Make the sauce reduction:
Melt 1 Tbs. of the butter in a 3- to 4-quart (preferably 8-inch-wide) saucepan over medium-low heat. Add the shallot and cook until softened, about 5 minutes. Add the port and the thyme sprigs and bring to a boil over high heat. Reduce the heat to maintain a brisk simmer and cook until the port has reduced to a syrupy texture, about 30 minutes—you should have about 1/2 cup including the shallot.
Meanwhile, bring the chicken broth to a simmer in a small saucepan. Off the heat, add the porcini and let them soak for 15 minutes. With a slotted spoon, transfer the porcini to a small bowl. Strain the soaking liquid through a fine sieve lined with a paper towel or coffee filter.
Add the soaking liquid and half of the porcini (about 1/3 cup) to the port reduction (save the remaining porcini for the stuffing). Bring the sauce to a boil over high heat. Reduce the heat to maintain a brisk simmer and cook until it has reduced to 1-1/3 cups, about 15 minutes. Strain the sauce through a fine strainer, pressing on the solids. You should have about 1 cup sauce. Set aside until the roast is done.
Make the stuffing:
Soak the currants in hot water for 10 minutes. Drain and put them in a food processor. Add the reserved soaked porcini. Heat 1 Tbs. of the oil in a 10-inch skillet over medium heat. Pat the chicken liver dry and cook on both sides until browned on the outside and just a little pink inside, 3 to 4 minutes total. Transfer to a plate, let cool slightly, and then add to the food processor. Process until finely chopped.
Heat the remaining 1 Tbs. oil in the skillet over medium-high heat. Add the mushrooms, salt, and pepper. Cook, stirring occasionally, until they look wilted and shrunken, 2 to 3 minutes. Add the shallot and garlic and continue to cook, stirring, until the mushrooms are tender and beginning to brown, 3 to 4 more minutes. Add the chicken broth and scrape the bottom of the pan with a wooden spoon to loosen any brown bits. If the liquid doesn’t evaporate right away, boil until it does. Remove the pan from the heat and let cool slightly.

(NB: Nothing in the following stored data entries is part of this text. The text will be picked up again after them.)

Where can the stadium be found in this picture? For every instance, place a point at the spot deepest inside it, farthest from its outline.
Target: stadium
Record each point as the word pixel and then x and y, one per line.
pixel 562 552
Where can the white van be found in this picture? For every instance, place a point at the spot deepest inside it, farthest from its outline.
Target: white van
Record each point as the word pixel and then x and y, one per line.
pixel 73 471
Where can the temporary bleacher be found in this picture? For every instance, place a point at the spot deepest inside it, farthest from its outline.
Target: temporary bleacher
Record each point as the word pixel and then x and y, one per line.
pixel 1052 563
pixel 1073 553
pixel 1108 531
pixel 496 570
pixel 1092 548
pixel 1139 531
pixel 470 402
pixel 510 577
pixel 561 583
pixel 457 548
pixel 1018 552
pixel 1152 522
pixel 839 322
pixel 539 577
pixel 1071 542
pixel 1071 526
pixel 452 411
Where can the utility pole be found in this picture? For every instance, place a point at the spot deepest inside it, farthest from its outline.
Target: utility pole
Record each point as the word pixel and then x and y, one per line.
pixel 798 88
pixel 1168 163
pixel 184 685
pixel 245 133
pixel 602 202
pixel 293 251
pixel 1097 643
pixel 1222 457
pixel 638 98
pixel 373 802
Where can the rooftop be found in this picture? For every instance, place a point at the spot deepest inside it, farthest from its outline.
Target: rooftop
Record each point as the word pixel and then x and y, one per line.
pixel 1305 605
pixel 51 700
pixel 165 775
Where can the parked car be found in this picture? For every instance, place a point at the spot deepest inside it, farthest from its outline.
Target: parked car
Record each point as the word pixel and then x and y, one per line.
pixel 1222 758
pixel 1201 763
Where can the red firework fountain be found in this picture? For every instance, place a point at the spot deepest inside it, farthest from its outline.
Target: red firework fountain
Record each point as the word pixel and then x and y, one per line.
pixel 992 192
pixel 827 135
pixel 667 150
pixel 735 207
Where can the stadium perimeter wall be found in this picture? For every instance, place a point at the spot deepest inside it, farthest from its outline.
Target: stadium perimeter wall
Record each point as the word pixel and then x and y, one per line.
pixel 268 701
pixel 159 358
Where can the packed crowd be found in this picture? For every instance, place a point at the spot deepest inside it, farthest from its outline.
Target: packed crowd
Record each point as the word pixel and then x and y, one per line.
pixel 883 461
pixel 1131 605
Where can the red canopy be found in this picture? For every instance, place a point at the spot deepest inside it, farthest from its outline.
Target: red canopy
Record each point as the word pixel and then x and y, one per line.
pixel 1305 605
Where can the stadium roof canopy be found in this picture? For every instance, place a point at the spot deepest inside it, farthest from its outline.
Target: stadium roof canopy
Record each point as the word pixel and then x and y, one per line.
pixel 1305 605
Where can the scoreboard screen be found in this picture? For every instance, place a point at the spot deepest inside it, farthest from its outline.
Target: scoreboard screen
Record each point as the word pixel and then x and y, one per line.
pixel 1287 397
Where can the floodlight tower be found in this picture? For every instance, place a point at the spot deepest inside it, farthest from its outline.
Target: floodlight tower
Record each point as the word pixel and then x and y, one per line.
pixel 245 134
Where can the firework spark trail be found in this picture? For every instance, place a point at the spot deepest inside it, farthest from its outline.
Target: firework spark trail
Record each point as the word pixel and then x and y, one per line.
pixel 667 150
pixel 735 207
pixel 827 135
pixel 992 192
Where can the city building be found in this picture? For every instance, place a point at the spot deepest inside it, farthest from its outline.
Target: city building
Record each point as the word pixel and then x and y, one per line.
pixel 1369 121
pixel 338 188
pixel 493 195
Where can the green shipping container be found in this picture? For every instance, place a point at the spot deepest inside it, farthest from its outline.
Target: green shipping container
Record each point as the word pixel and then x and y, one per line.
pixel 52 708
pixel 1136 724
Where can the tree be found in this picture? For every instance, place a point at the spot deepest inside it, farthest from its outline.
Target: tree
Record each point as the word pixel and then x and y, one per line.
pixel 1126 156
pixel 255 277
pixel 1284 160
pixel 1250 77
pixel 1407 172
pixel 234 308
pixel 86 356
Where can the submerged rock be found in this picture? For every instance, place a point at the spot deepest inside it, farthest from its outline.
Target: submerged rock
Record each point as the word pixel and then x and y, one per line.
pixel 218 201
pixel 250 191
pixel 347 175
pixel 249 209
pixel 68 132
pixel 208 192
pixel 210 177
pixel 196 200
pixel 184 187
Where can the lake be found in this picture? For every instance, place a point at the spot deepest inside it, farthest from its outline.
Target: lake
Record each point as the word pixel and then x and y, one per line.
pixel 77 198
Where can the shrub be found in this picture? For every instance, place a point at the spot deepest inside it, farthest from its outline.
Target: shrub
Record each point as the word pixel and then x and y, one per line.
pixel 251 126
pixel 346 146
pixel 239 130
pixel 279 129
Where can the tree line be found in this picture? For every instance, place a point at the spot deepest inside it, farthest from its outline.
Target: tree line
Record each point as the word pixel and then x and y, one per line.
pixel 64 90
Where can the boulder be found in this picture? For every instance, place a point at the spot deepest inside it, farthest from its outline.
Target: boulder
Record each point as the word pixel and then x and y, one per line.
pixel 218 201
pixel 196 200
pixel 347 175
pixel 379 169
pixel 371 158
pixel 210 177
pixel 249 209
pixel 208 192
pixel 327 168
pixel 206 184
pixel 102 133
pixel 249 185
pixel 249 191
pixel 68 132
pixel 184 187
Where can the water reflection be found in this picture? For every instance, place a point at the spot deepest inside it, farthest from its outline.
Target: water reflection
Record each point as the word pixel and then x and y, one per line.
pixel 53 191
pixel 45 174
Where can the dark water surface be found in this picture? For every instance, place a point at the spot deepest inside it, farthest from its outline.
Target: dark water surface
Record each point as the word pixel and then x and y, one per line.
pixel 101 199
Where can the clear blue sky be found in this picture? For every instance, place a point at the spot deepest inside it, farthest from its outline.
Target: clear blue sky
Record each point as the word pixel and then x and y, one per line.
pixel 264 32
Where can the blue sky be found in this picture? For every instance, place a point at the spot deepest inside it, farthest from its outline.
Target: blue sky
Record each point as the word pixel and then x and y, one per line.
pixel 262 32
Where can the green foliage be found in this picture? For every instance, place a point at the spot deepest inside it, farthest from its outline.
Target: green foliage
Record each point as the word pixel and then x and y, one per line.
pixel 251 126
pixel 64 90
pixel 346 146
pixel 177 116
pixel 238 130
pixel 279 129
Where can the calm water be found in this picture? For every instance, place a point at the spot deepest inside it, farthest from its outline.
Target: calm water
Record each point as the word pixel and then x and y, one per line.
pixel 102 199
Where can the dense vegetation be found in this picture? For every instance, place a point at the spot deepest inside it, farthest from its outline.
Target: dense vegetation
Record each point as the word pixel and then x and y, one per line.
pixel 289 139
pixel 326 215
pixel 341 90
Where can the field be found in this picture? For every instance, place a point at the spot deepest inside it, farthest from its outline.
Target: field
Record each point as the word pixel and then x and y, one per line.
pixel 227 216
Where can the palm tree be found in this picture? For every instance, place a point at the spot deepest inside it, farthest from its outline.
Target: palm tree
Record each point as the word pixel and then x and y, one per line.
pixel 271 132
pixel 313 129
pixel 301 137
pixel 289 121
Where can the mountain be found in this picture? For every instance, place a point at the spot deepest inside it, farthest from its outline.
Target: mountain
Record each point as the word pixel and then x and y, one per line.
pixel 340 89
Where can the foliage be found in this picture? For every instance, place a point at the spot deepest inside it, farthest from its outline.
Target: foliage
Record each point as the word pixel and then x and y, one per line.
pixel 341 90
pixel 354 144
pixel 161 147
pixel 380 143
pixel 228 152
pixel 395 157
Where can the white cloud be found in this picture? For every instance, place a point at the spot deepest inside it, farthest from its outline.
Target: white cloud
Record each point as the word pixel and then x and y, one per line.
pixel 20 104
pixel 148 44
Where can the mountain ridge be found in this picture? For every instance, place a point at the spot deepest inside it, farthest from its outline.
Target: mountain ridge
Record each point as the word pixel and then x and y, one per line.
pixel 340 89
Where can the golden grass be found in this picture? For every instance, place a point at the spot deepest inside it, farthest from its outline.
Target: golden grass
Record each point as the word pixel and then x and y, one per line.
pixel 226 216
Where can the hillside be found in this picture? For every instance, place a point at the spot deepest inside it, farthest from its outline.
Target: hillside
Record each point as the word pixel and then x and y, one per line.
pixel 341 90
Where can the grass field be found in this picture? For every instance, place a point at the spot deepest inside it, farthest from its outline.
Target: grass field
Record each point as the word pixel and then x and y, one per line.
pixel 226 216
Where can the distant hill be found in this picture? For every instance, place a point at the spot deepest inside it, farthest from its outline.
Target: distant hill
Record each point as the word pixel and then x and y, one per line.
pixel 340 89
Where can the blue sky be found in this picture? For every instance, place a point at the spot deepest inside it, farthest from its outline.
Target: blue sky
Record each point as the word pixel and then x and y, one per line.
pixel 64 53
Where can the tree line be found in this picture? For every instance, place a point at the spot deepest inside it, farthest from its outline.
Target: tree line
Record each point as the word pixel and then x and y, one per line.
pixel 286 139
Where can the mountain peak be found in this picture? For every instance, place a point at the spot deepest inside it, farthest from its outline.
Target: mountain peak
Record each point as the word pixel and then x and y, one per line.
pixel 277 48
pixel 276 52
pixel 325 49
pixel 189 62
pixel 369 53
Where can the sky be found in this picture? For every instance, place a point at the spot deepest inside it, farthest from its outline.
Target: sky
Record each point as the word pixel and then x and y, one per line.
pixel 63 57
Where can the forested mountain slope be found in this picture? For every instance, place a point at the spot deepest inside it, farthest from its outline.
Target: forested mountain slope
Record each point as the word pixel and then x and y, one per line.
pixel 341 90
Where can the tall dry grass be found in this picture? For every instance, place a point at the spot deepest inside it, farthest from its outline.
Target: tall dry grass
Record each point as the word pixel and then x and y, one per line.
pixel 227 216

Add the sautéed mushrooms, butter, parsley, Cognac or Armagnac, lemon juice, thyme, and lemon zest to the liver mixture in the food processor. Pulse to form a chunky paste and season to taste with additional salt and pepper.
Stuff & cook the roast:
Trim the silverskin and excess fat from the tenderloin. Butterfly the tenderloin by slicing it lengthwise almost but not completely in half, so that you can open it like a book.
Finish the sauce:
While the roast rests, bring the sauce to a simmer in a small saucepan over medium-low heat. Mix the softened butter with the flour to form a paste and whisk it into the sauce. Simmer the sauce to thicken slightly and cook off any raw flour taste, about 3 minutes. Whisk in the vinegar. Season to taste with salt, pepper, and additional vinegar.
Plate & serve:
Remove the strings from the roast and slice it into 8 to 10 medallions. Put a medallion on each plate and drizzle the sauce around the beef.